Redrock Canyon Grill
Solid Pours With a Sunset View
Utica Square · Tulsa · American with Southwest flair · Visit Website ↗
Reviewed April 1, 2026
Wingman Metrics
First Impression
The wine list at Redrock Canyon Grill does exactly what it needs to do: it doesn't embarrass itself. Fifty-plus labels, a decent spread across California, France, Italy, and New Zealand, and prices that won't make you do a double-take. For a casual Southwest-leaning grill in Tulsa, this is a wine list that's actually trying.
Selection Deep Dive
The list leans predictably California-heavy — Quilt and Caymus hold down the Napa Cab corner for the crowd that wants a big, familiar red — but there are some genuine bright spots if you look past the obvious. The French presence is modest but respectable: Château de Ségriès Côtes-du-Rhône Rouge is a solid Grenache-driven pick, and the HB Rosé from Les Costières de Pomérols brings a legit Languedoc-Roussillon bottle to a menu that could easily have phoned it in with a Whispering Angel. Oregon and New Zealand get a seat at the table, and the Babich Sauvignon Blanc from Marlborough is a reliable crowd-pleaser. The gap is in depth — no real exploration of single-vineyard or grower-producer territory, and the list doesn't evolve much beyond accessible, brand-recognizable names.
By the Glass
Eighteen by-the-glass options is genuinely generous for this format, and the price spread from $8 to $27 means there's something for every comfort level. The Lunetta Prosecco and Vigneto Moscato d'Asti give the list a lighter, approachable entry point, while the glass program covers enough ground to not feel like a coin flip. Rotation appears minimal — this reads like a list that gets set and stays put.

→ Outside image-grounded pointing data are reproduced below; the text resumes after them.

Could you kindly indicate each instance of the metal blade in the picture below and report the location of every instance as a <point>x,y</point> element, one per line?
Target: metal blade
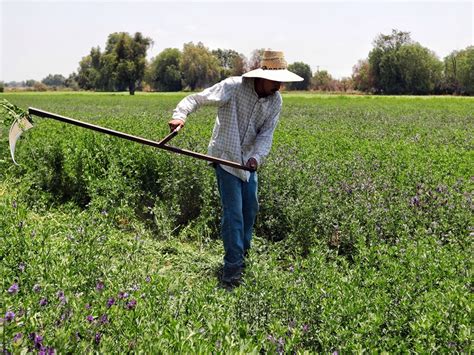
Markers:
<point>17,128</point>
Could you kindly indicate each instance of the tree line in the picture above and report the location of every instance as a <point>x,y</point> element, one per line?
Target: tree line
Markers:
<point>396,65</point>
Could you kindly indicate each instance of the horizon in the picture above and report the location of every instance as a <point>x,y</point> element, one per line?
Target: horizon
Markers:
<point>327,36</point>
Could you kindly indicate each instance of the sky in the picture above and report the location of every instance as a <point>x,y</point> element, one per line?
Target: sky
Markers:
<point>38,38</point>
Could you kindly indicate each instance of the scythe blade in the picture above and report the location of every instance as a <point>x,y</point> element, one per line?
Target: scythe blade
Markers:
<point>19,126</point>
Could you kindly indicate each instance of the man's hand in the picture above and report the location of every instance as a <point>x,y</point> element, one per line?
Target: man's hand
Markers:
<point>175,124</point>
<point>252,164</point>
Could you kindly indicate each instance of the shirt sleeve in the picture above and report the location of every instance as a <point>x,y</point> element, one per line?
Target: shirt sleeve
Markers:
<point>216,95</point>
<point>263,141</point>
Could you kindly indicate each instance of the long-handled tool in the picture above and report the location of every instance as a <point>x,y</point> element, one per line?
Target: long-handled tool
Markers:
<point>19,126</point>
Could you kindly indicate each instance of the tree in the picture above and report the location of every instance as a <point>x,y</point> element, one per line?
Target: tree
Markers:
<point>361,76</point>
<point>120,67</point>
<point>322,80</point>
<point>129,54</point>
<point>255,58</point>
<point>54,80</point>
<point>420,69</point>
<point>164,73</point>
<point>399,65</point>
<point>231,62</point>
<point>459,72</point>
<point>199,67</point>
<point>71,82</point>
<point>88,76</point>
<point>303,70</point>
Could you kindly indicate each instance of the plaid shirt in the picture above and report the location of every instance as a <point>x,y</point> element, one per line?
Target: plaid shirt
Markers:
<point>244,124</point>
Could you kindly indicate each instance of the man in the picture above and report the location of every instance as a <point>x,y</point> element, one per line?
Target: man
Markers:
<point>248,111</point>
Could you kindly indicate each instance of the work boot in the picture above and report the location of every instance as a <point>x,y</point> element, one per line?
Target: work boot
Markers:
<point>232,278</point>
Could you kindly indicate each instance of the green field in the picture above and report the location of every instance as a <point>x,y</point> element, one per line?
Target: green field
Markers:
<point>363,241</point>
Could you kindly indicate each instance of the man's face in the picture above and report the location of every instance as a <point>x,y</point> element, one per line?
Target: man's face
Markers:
<point>264,87</point>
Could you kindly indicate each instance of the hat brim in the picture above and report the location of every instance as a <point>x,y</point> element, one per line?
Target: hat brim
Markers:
<point>281,75</point>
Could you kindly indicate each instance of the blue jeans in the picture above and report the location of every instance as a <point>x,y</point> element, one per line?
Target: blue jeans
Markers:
<point>240,207</point>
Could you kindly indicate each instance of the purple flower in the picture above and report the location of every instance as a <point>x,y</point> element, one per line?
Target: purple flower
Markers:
<point>100,286</point>
<point>9,316</point>
<point>104,319</point>
<point>46,351</point>
<point>38,340</point>
<point>22,266</point>
<point>271,338</point>
<point>131,304</point>
<point>13,290</point>
<point>110,302</point>
<point>61,297</point>
<point>43,302</point>
<point>17,337</point>
<point>123,295</point>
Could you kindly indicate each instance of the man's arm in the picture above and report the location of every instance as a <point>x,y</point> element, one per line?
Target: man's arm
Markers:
<point>217,94</point>
<point>263,141</point>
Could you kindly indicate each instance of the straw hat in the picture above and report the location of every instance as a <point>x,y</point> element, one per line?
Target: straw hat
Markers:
<point>273,66</point>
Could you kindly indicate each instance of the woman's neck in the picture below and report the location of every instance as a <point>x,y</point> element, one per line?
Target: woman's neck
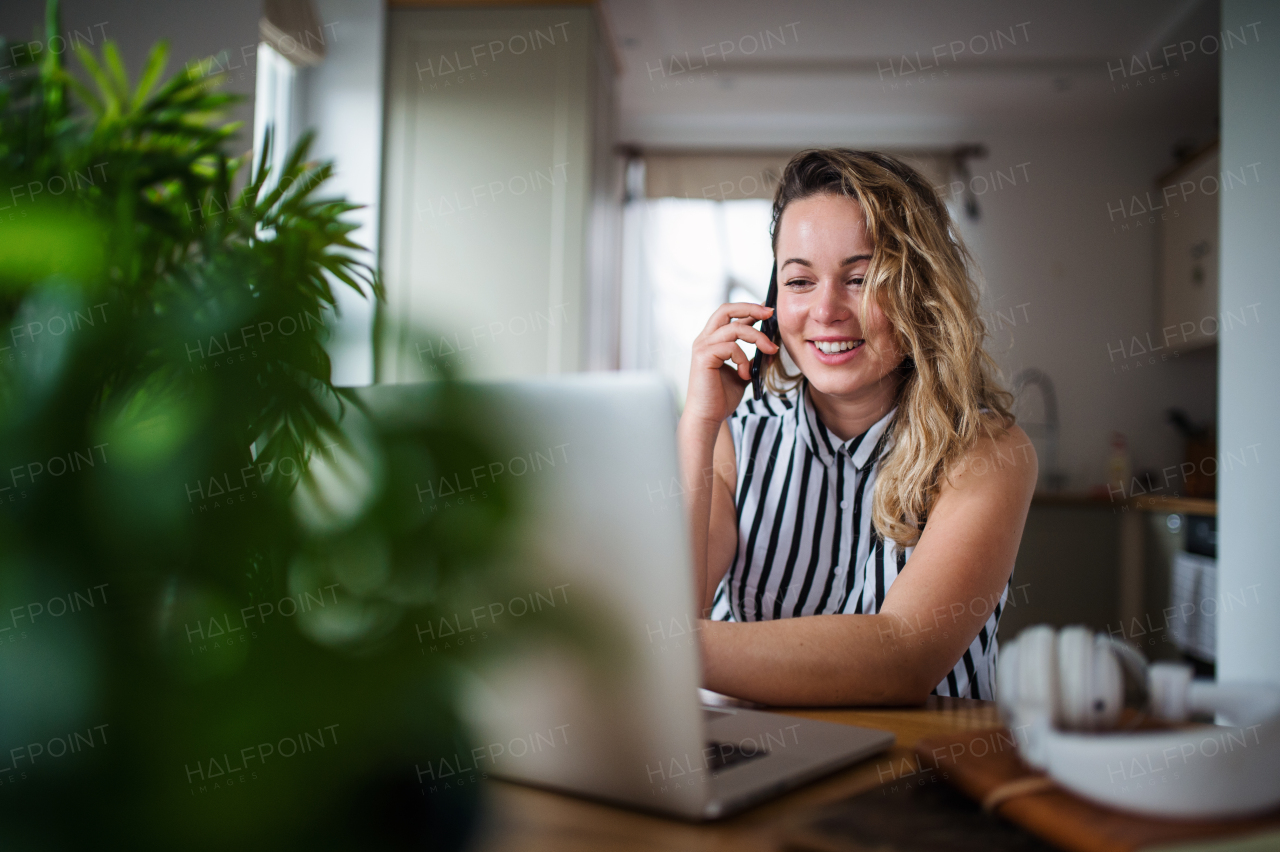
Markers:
<point>849,416</point>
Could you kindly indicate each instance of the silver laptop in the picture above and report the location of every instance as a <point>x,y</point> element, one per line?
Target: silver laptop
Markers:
<point>603,554</point>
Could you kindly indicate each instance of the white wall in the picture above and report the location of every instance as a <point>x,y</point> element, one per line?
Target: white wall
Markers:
<point>1063,289</point>
<point>1249,404</point>
<point>490,156</point>
<point>342,101</point>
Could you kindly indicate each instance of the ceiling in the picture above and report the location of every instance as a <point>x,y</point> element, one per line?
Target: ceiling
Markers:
<point>767,74</point>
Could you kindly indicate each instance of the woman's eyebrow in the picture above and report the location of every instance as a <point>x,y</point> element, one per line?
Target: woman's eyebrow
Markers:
<point>848,261</point>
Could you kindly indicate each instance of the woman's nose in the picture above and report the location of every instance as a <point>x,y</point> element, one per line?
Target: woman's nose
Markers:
<point>832,303</point>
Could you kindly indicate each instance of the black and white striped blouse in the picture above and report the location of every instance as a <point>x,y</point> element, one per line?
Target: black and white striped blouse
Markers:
<point>805,540</point>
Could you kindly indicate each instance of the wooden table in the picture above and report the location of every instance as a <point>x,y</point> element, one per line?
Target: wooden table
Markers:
<point>534,820</point>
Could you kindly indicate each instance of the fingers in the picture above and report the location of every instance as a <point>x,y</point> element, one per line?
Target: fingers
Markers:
<point>731,311</point>
<point>743,331</point>
<point>716,357</point>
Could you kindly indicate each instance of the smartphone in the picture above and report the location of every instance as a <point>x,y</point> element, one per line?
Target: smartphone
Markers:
<point>771,330</point>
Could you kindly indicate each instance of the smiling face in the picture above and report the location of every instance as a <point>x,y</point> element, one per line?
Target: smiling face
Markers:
<point>822,252</point>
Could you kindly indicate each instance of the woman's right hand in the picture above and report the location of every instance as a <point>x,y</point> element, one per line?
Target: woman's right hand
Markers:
<point>714,388</point>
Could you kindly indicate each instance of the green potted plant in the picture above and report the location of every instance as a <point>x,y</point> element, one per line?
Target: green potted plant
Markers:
<point>209,567</point>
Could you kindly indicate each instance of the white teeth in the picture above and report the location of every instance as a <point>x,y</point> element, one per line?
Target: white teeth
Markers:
<point>832,347</point>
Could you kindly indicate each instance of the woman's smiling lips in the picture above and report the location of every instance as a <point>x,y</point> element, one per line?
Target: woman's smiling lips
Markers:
<point>835,351</point>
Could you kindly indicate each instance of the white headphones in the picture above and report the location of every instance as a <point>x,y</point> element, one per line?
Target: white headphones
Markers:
<point>1055,687</point>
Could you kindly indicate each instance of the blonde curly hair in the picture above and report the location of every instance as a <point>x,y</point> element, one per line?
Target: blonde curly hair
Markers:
<point>919,275</point>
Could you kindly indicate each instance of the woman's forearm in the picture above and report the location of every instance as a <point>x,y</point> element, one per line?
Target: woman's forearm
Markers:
<point>818,660</point>
<point>696,443</point>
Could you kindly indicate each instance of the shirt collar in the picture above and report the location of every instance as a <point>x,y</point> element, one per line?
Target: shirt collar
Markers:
<point>860,449</point>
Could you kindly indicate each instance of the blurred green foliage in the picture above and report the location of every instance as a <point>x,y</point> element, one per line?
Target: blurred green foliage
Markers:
<point>178,468</point>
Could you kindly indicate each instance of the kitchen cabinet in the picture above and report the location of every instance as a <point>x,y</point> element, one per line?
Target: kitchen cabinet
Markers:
<point>1188,251</point>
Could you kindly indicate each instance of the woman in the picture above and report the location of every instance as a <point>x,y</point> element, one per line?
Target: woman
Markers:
<point>881,493</point>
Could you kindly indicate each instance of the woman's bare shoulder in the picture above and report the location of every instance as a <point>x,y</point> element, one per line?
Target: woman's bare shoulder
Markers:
<point>1002,458</point>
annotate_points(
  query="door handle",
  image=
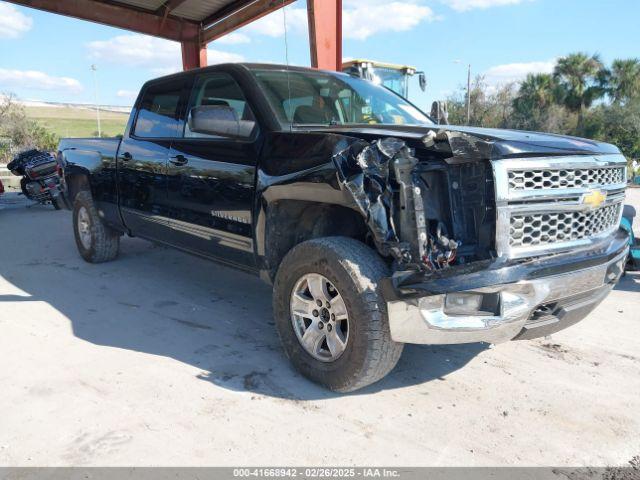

HB Rosé Les Costières de Pomérols — $12
A French rosé retailing around $15 that you're getting for $12 a glass — that's barely above cost and a genuinely well-made Southern France rosé. Order it without overthinking it.
Château de Ségriès Côtes-du-Rhône Rouge
Most people at this table are scanning for Caymus, but the Ségriès is the smarter move — classic Rhône structure, Grenache-forward, and a fraction of the price. It's the kind of bottle that makes you look like you know what you're doing.
Caymus, Napa Valley, CA
Caymus is everywhere, costs a lot, and at $127 (presumably at the top of the bottle range) you're paying heavily for a name that's become more marketing than magic. The Ségriès or even the Quilt will serve you better for the money here.
Château de Ségriès Côtes-du-Rhône Rouge + Bone-in Pork Chops
Rhône Grenache has a natural affinity for roasted, fire-kissed pork — the herbal undertones and medium tannin cut through the fat without steamrolling the meat. It's a no-drama pairing that actually makes both better.
✔️ The Bottom Line
Redrock Canyon Grill isn't a wine destination, but it's a wine-respecting restaurant — and in Tulsa, that counts for something. The markup is surprisingly fair, the glass selection is broad, and if you know where to look on the list, you'll drink well without a second thought.